Former Israeli prime minister Ariel Sharon went on record as saying Israel attacked armies in neighboring Arab nations in 1967, in the “Six-Day War,” because of water. Senegal and Mauretania went to war in 1989 over grazing rights along the Senegal River.

(Oddly enough, I was traveling in both countries at the time, but was only dimly aware of the situation. I recall rumors that the border would be closed, which would have prevented me from visiting a friend in Mauretania. Because of my own experiences, though, it was perhaps the first time I became aware of how precious water can be, and I wrote about it shortly after returning to the U.S.)

Water wars and political, social, and economic stress due to overconsumption are not a recent phenomenon. Mark Twain once wrote that “whiskey is for drinking; water is for fighting over.” The so-called California water wars, which form part of the dramatic backdrop to the classic 1974 movie Chinatown, commenced before the end of the 19th century.

Challenges faced by Mono Lake due to the demands of Los Angeles for water started almost exactly a century ago and led to court battles at the conclusion of the 20th century. The lake level had fallen two dozen feet, its surface area shrank by nearly a third, tufa towers (which I first saw in the cover art for Pink Floyd’s Wish You Were Here) were exposed, the salt content rose and threatened the survival of briny shrimp in the lake, and migratory birds became more vulnerable.

Oregon has seen a near-water war over the past decade in the Klamath River Basin, on the California border, as white farmers and ranchers saw the state shut off their irrigation to ensure Klamath Indians got their historic share and salmon runs didn’t die off from the overheated low streams, which happened dramatically in 2002.

California periodically floats the idea of buying and piping a portion of the six billion gallons of water that flows out of the mouth of the Columbia River into the Pacific on the average each day. This year California faces a potentially unprecedented drought, with heightened wildfire conditions.

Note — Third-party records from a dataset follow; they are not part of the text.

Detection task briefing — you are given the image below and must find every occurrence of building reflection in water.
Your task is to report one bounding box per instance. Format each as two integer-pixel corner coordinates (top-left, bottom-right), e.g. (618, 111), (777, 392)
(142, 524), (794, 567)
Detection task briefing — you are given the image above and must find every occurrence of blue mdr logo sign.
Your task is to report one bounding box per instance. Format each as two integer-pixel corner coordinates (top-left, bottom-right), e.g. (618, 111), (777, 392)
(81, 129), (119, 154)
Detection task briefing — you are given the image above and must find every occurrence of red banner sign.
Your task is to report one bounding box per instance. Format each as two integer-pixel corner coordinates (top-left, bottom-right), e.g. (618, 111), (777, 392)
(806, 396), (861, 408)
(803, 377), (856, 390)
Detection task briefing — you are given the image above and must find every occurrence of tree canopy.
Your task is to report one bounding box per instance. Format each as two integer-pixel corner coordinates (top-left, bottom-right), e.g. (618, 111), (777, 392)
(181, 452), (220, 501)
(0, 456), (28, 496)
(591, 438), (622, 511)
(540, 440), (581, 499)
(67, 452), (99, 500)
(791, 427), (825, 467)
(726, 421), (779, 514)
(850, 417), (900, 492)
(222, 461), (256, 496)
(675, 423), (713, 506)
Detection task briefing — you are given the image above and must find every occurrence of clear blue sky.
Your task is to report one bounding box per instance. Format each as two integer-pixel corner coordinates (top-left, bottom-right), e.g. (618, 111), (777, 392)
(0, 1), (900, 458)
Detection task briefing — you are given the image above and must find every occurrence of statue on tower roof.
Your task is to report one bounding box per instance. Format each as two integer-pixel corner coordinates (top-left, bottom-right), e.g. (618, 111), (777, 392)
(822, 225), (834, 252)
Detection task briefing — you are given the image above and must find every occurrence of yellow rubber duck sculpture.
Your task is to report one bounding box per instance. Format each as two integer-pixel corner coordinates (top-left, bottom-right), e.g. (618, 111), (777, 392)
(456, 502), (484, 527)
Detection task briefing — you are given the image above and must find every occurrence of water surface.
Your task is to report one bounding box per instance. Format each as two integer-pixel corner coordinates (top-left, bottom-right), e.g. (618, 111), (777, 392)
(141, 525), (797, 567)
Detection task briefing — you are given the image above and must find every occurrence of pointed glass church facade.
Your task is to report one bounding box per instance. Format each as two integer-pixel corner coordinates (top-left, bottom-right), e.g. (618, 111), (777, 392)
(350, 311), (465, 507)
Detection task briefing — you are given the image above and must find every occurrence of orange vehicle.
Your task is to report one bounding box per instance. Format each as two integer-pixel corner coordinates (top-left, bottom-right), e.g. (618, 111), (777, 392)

I see another symptom of coming change, I think, in the much less dramatic form of a City of Portland ballot measure. Ballot Measure 26-156 aims to wrest control of water and sewer utilities from the city council and create an independent water district.

Last fall I saw quite a few earnest folks collecting signatures for this measure at the main library (three blocks north of my apartment) and the Saturday farmer’s market at Portland State University (four blocks south).

And it sounds very sensible, doesn’t it? It’s not hard to make the case that the City of Portland has been clumsy, wasteful, and unresponsive to the electorate in administering water and sewer utilities. And public utility districts can work very well.

But follow the money here. The substantial corporate backers of this measure, including Portland Bottling Company and a silicon wafer manufacturer based in Germany called Siltronic, stand to benefit in a huge way. Plus, as local newspapers have pointed out, as written the measure gives citizens less access to the process, not more; and the city auditor would be blocked from examining the books for the new district.



Stringent no-conflict rules for people who can run for the district board, which sound good on the surface, will end up guaranteeing that pretty much only independently wealthy folks and retirees will be eligible. That’s not so good.

What all this tells me is that private companies are waking up to the fact that water will be one of the next highly valuable commodities. We’ve taken it pretty much for granted here in the Pacific Northwest, but it’s going to become more rare, and more valuable, and more expensive.

So corporations, comparing future projections against the bottom line, are looking to get control of water resources -- kind of the way they snapped up oil and mineral rights and land in the 19th century -- before the rest of us realize what’s happening. As with last year’s anti-fluoridation measure here in Multnomah County, there’s been an awful lot of heat and noise about this ostensibly sedate proposal.

So I’ll be voting no on Measure 26-156, and I urge everyone else in Portland to do the same. As for the bigger picture, keep your eye open for more symptoms of water stress across the U.S. and the globe.